VARRIÇÃO
Nato Borges

 

Hora de acabar. Não via a hora de terminar e sabia que não havia hora. Não haveria nunca. Não acabaria nunca. Ali, na vassoura, a extensão dos seus braços. Idas e vindas que os músculos não sentiam mais. Força automata, retirada da alienação, do não pensamento. Vida não?

Nos movimentos via a extensão de seus pensamentos. Idas e vindas, mortes e vidas. E uma sujeira que não acabava nunca. De onde vinha tanto pó? Tinha dias, pensava que o raciocínio empoeirava sua vida. O pó vinha dela. Tanto pó. Achava que não poderia voltar, se nunca tinha saído. Retornarás para onde sempre estiveste, pensava com uma ponta de tristeza e outro tanto de segurança. Conhecia tudo aquilo.

Os cômodos todos, móveis em seus lugares. Acomodava-se àquilo e não tinha outra vida, não sentia prazer ou dor e os braços continuavam o movimento. Frenético às vezes. Varria com mais força. Ódio contido de tanta amargura, um pouco de saudade, uma pitada de arrependimento e todos aqueles quartos e salas infindáveis.

Terminar para quê? Sua vida ia e voltava para o mesmo lugar, as mesmas conclusões, os mesmo móveis de sempre. Um mundo de tapetes no chão, todos os obstáculos, desvios, esforços inúteis. Da vassoura para debaixo do tapete, um movimento rápido. Da sua memória para o esquecimento, uma eternidade. Mesmo assim, continuava varrendo.

Algumas vezes hipnotizava. Seus olhos prendiam-se ao movimento da piaçava, que ia e voltava. Esquecia o trabalho, pensava no resto, entristecia. Não havia resto. A mente vazia. Limpa como deveria estar a sala, como já estava o resto da casa. Faltava a sala, o lugar da família, da reunião. Essa não estava limpa. Não tinha acabado ainda.

Sob o tapete branco um mundo de lembranças e a vassoura não parava. O pó não acabava. Sua vida tinha acabado? Varreu anos para os cantos e eles ficavam ali, acumulados. Já não os identificava de tão misturados. Não conseguia se livrar deles de tão entulhados. E o tapete ainda era branco. Por que permanecia limpo?

Melhor ignorar o tapete. As lágrimas sujariam o chão e teria que começar tudo de novo. Não queria começar mais nada. Para isso teria que acabar de varrer, e isso não ia terminar nunca. Começar de que jeito? Se o tapete continuava branco, ia continuar varrendo. Como a lareira apagada. Ia continuar apagada ela também. As duas ficariam apagadas. Era um lugar a mais para esconder a sujeira.

Quanta sujeira! Quanto trabalho por nada! Para que tanto esforço? O pó não acabava e não poderia começar de novo. A sala não serviria para mais nada também.
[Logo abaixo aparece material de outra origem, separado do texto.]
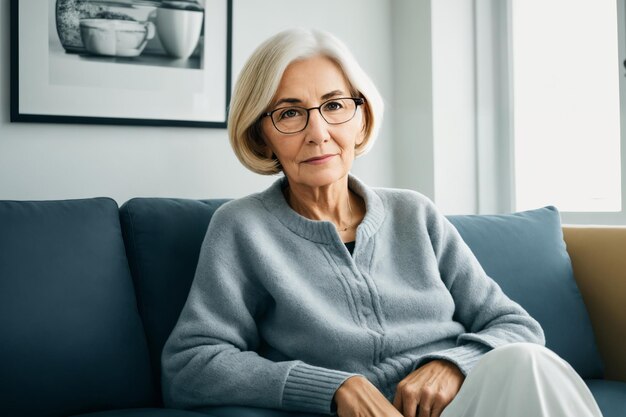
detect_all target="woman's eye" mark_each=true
[278,108,302,120]
[324,101,343,111]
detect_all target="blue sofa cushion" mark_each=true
[449,207,603,378]
[72,408,212,417]
[0,198,156,417]
[584,379,626,417]
[120,198,226,396]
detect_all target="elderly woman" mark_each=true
[163,30,601,417]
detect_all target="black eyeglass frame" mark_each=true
[259,97,365,135]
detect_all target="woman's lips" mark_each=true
[304,154,335,165]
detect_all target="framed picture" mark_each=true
[11,0,232,128]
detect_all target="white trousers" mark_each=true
[441,343,602,417]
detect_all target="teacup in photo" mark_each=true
[80,19,155,57]
[156,6,204,59]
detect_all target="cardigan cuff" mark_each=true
[282,362,358,414]
[420,342,491,376]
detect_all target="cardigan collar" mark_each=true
[258,174,385,244]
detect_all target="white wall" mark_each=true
[392,0,478,214]
[0,0,395,204]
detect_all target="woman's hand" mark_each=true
[393,360,465,417]
[335,376,402,417]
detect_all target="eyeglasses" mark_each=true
[261,97,365,134]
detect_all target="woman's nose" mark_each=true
[306,109,330,144]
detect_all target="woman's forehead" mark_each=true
[272,56,349,103]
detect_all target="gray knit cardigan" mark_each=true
[162,176,544,414]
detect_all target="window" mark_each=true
[509,0,622,212]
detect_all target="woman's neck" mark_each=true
[284,177,360,233]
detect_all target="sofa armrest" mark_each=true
[563,226,626,381]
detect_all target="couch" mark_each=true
[0,198,626,417]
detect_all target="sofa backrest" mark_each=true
[120,198,227,400]
[450,207,603,378]
[0,198,155,417]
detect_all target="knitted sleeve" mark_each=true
[162,204,354,414]
[416,198,545,374]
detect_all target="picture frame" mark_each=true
[11,0,232,128]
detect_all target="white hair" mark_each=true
[228,28,384,175]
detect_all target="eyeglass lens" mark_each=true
[272,98,357,133]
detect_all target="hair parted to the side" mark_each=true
[228,28,383,175]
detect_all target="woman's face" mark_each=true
[262,56,364,187]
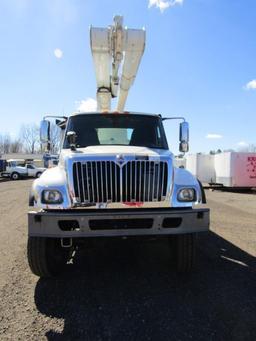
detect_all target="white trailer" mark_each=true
[215,152,256,188]
[186,153,216,183]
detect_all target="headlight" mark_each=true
[177,188,196,201]
[42,189,63,204]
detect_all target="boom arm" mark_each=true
[90,16,146,111]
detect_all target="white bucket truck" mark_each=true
[28,16,209,277]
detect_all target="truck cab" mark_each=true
[28,16,209,277]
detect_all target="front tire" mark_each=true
[171,233,196,273]
[27,237,68,278]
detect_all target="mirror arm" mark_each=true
[162,116,186,122]
[43,115,68,121]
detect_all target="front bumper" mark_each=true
[28,208,210,238]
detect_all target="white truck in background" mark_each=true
[27,16,209,277]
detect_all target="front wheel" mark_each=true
[170,233,196,273]
[27,237,69,277]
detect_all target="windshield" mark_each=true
[64,114,168,149]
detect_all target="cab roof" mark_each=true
[70,111,161,117]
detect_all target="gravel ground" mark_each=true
[0,180,256,341]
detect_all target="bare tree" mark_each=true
[0,134,11,154]
[20,124,39,154]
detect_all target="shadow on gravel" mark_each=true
[35,232,256,341]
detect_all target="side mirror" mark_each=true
[40,120,50,143]
[179,122,189,153]
[67,131,77,150]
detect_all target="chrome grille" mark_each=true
[73,160,168,204]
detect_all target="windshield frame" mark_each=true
[62,112,169,150]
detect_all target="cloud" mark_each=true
[245,79,256,90]
[237,141,249,147]
[148,0,183,13]
[205,134,223,139]
[53,49,63,59]
[76,97,97,112]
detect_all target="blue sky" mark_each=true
[0,0,256,152]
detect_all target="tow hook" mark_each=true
[61,238,73,248]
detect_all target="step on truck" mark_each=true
[27,16,209,277]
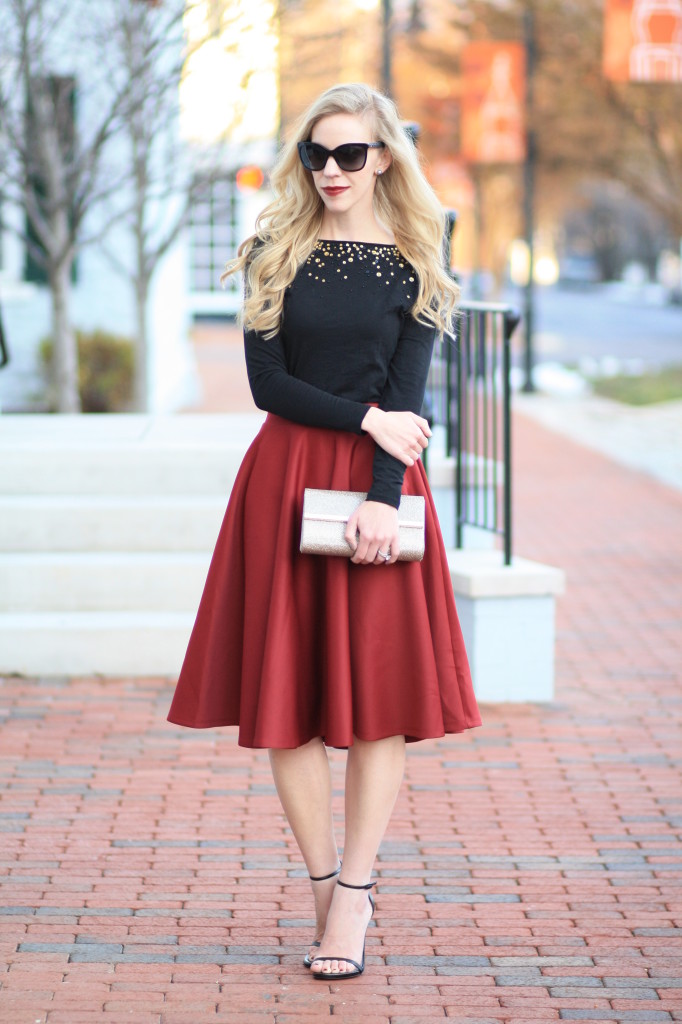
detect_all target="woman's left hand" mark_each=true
[345,502,400,565]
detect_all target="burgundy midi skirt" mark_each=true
[168,414,480,748]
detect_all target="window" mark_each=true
[189,175,240,293]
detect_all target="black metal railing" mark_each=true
[426,301,520,565]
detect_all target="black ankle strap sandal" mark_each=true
[311,879,377,982]
[303,864,341,969]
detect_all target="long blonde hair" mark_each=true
[223,84,459,338]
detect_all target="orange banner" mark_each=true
[461,41,525,164]
[603,0,682,82]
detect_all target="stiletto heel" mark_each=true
[303,864,341,968]
[311,879,377,981]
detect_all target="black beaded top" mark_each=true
[244,240,435,507]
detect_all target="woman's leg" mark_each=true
[313,736,404,974]
[269,737,339,953]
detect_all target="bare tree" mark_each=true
[102,0,260,412]
[0,0,128,413]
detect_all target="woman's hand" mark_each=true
[345,502,400,565]
[361,406,431,466]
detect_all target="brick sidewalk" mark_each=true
[0,403,682,1024]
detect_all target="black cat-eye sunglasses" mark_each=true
[298,142,386,171]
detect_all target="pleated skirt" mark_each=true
[168,414,480,748]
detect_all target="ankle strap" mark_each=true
[309,864,341,882]
[337,879,377,889]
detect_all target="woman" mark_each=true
[169,85,480,981]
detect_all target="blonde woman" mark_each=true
[169,85,480,981]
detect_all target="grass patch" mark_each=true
[592,367,682,406]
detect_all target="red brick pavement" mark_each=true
[0,372,682,1024]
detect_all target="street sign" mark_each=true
[603,0,682,83]
[461,40,525,164]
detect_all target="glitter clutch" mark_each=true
[301,487,425,562]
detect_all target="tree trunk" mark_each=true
[134,275,150,413]
[49,259,81,413]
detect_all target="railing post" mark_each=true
[0,299,9,370]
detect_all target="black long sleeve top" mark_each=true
[244,240,435,508]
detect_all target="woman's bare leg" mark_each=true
[269,737,339,954]
[312,736,404,974]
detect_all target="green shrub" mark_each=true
[592,366,682,406]
[40,331,135,413]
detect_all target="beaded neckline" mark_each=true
[305,239,415,292]
[315,239,397,249]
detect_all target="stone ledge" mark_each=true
[447,550,565,598]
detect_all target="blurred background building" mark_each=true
[0,0,682,411]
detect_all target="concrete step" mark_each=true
[0,413,263,497]
[0,611,194,677]
[0,551,210,614]
[0,495,227,553]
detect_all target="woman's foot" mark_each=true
[312,879,376,978]
[303,864,341,967]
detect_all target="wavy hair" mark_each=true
[221,84,459,338]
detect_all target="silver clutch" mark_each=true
[301,487,425,562]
Sozinha como a vassoura, tinha menos sentido que ela. Os outros cômodos não. Estes guardavam certa utilidade. Não tinham lembranças, nunca tiveram família. Mas a sala? O tapete estava ali e não mostrava sequer algumas manchas. Que embolorasse! Que guardasse embaixo de si todo o pó de suas lembranças. Ali elas sumiriam.

Era um bom lugar para sumir. Desaparecer no tapete parecia um bom caminho. Por que não? Seguir o movimento e varrer a si mesma para debaixo. Faria parte da sala para sempre. Seria, para sempre, sua única lembrança. Vazia, se ocuparia de si mesma e não acabaria nunca. Vingança perfeita, estamparia o tapete, branco como tudo o que não sentia. Não sentiria mais. Largou a vassoura. Tinha enfim terminado.